I posted a chart over the w/e showing how the VIX, the ‘fear’ index, had broken up through a weekly descending trend line. This was a clear warning to traders that some increasing volatility might lay ahead. A copy of this w/e chart is re-produced below.
VIX weekly: a bullish triangle breakout was noted:
The bullish move on this fear index has continued although it is still trading under the 30 level for the time being. Thus, if nothing else, expect the unexpected! A close and hold above 30 would suggest much more volatility might be heading our way.
Hindsight is always so clear but one thing has stood out for me as a trader in the Asian region watching the VIX on the rise or, at least, spiking. That is, to expect unpredictable and much wider market swings through the higher-volume US session. The following 30 min charts help to illustrate this situation. The different trading sessions are identified by an indicator known as a ‘Tokyo Break Out Box’. The left hand side of the blue box denotes the Asian session, the right hand side denotes the start of the London/European session and the the rest of the chart is primarily the US session:
E/U 30 min: the E/U had looked like it was heading to make a bearish flag breakdown during yesterday’s Asian session but the US session wiped any such move out. Periods of such high volatility would be better traded off shorter time frame charts during the US session. Something I’m not able to do present.
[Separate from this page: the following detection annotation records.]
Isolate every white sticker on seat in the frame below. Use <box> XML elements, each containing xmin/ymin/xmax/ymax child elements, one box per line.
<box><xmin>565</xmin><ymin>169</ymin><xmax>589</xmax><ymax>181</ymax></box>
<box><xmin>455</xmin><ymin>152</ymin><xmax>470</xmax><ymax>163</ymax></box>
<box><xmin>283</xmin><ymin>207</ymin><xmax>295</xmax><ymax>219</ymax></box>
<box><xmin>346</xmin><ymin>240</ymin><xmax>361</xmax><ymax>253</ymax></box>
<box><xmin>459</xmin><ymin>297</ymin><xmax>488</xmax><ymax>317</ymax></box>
Kiwi 30 min: ditto here for the Kiwi.
U/J 30 min: the U/J hasn’t moved much at all over recent sessions….. until last night!
Summary:
- Without wanting to sound trite, I consider that traders, especially Asian session traders, should exercise extra caution with open positions whilst volatility is increasing. Watch for any close and hold above 30 for the VIX as this would suggest increasing volatility.
- Trading off shorter time frame charts during the US session would be a preferable trading regime for those that can do so.